Montessori moving to White Center location
Mon, 06/16/2008
The West Seattle Montessori has found a new location in White Center, leaving many parents upset and considering pulling their children out to go to other schools.
Last February, Harbor Properties bought the property on 38th Avenue Southwest between Fauntleroy and Alaska Street, where the Montessori school has been for 28 years. The development, the third by the company going up in the Junction, will be five stories, 206 apartments on top of ground level retail.
The school was given until January 2009 to move out.
Ralph Clark, his wife Dorothy, and Darlene Rautio, the owner-directors of the school, scoured West Seattle for a new location. While considering places such as the Fauntleroy School House and the empty Fairmont Park, they found what they thought was the perfect location. They knew parents may not be happy.
"People are not vocal about the change," said Ralph Clark. "They know we have looked and looked, and there's no place else."
While most of the staff and parents were excited by the move, some complained the directors' decision was hasty, their plans overly optimistic. Many refused to speak on record.
"They made a half-hearted attempt at involving us," one parent said. Directors asked them to talk to Harbor Properties, to testify at a school board meeting.
"It was a royal waste of time," this parent said.
They new building is in Shorewood, on 16th Avenue Southwest, the four-lane arterial running through White Center. Burien city limits are four blocks to the south. The carved sign welcoming north-bound drivers to White Center is two blocks south.
"We'll keep the name of the school," said Clark. "We're not going to call it Unincorporated King County Montessori."
On the way out of the building are Crosswalk Ministries, "Worship Sundays 11:00 a.m." and Tienda Cuzcatlan, a distributor of products from Central America. The back half of the building looks empty.
Trimmed pink rhododendrons circle the building. So does a rusted chain link fence.
The building needs extensive remodeling. Small offices will be gutted. Six new preschool-through-kindergarten classes each need a bathroom. Three more elementary rooms and a middle school room each need a sink.
The school leaves behind three western red cedars and murals showing savannah, marine, desert and rain forest animals, signed in paint with students' handprints.
Clark wants to keep the huge tractor tire from the old playground. Six feet in diameter and weighing a ton, it has been a great for climbing. Wooden structures set in concrete must be abandoned and replaced. Rubber mats will replace wood chips.
Dorothy Clark will take the daffodils, tulips and heather the students planted.
The low estimate was $150,000. The high, over $400,000.
"I don't believe in either estimate," said Ralph Clark, hoping it will be in between.
They hope the first day in the new school will be the Wednesday after Labor Day. They'd don't want to upset students by moving in the middle of the school year.
But if renovation isn't complete, they'll move during Christmas break.

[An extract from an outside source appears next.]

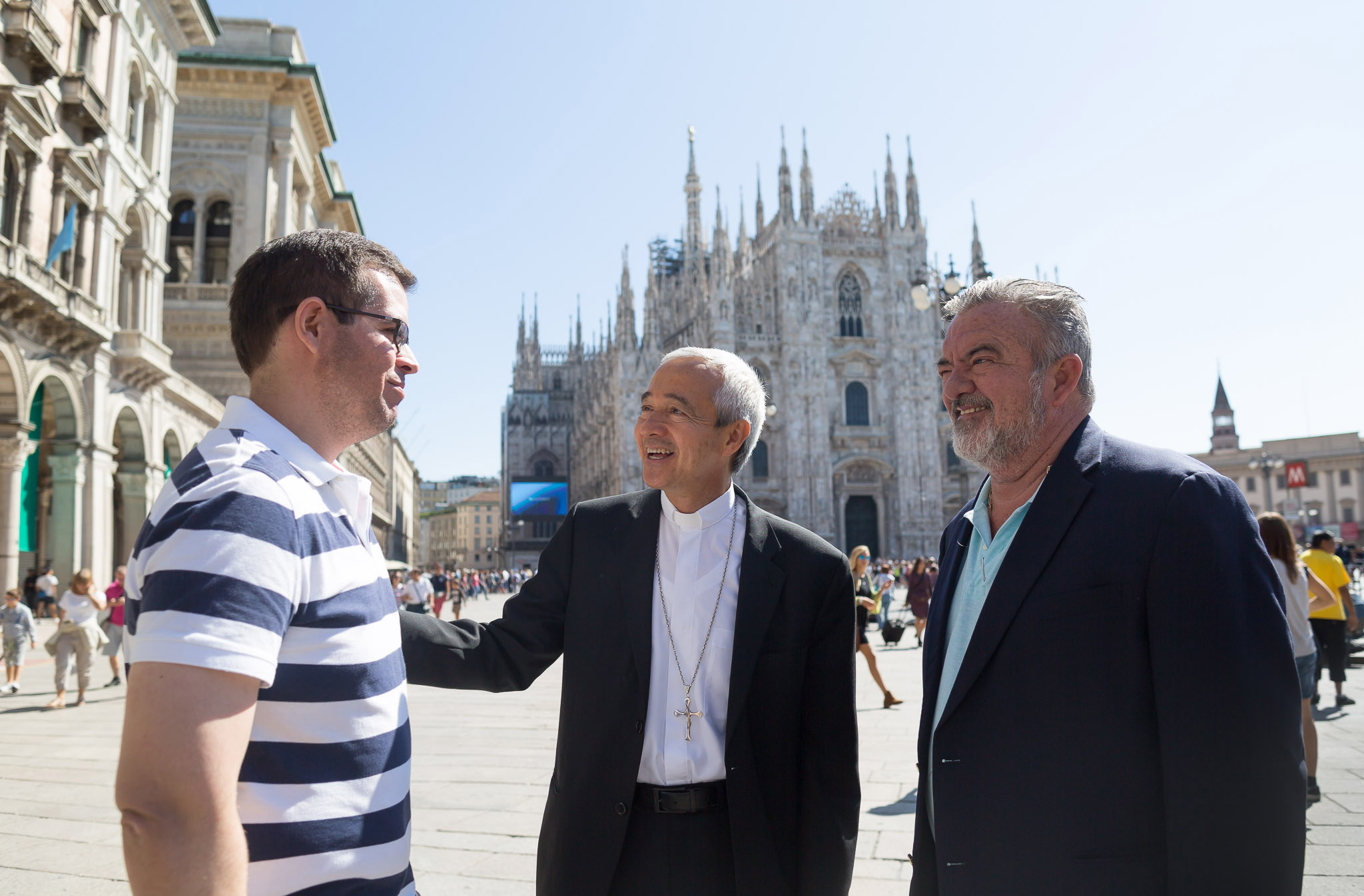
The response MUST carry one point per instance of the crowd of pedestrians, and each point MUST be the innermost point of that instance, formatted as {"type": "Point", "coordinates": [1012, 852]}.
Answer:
{"type": "Point", "coordinates": [430, 591]}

"I know it's not the way our staff would like to spend their holiday," said Rautio. "We are feeling really positive to open in September."
Parents complained about a lack of information. Since April, only two updates about the new building, promised weekly, have been distributed.
"They haven't actually signed a lease," one parent claimed. "They have yet to see how much the landlord is going to pay for changes. If they had signed a lease, they would have told us."
"The building is leased," said Rautio, when asked - for twenty years. "It's all buttoned up."
The architect is applying for permits. Contractors are being hired. The work still has to be done.
"I have low confidence the process will go as fast as they think it will," said one parent.
The directors said they had searched though everything in West Seattle.
Harbor Properties invited the school back, but to inadequate space and no outside playground.
The Old Fauntleroy School House wasn't big enough, the Montessori competing with the day care there.
Fairmont Park, less than one mile south, was attractive. The Seattle School District recently changed its rules, offering empty school buildings at discounted rent to educational organizations. But the building was twice what the school needed. Triple-net responsibility (all taxes, insurance and maintenance) plus an estimated $3 million for renovation, scared the directors off.
"I don't think they exhausted their options," one parent complained.
The new location is five miles south.
"We were told the priority was west of 35th and north of Roxbury," one parent said. "This new location is neither."
Though most live in West Seattle, some parents commute from Queen Anne, Kent, Des Moines. One family drives from Preston, near Issaquah. For some, the drive against the traffic to the new location may be quicker.
"It's bad for people if they work downtown and they live in the Admiral District," said Linda Lubow, a parent who carpools from Seward Park. "It wouldn't make any sense for them to stay."
Even while complaining, parents are quick to praise the teachers and the education.
"If they communicated with us as well as they communicate with our children," said one parent, "then we would have a better feeling about the move."
At least one family has pulled its children out because of the move.
"I'm going to give it one more year," said another parent. "My pro-list is still longer than the con-list, but it's getting shorter."
Parents have already paid the first two of 10 tuition payments for the next school year.
How many students return won't be clear until autumn. The directors admit numbers may be down. Usually word-of-mouth brings in new students.
"This might be the first time we have to have an advertising campaign," said Ralph.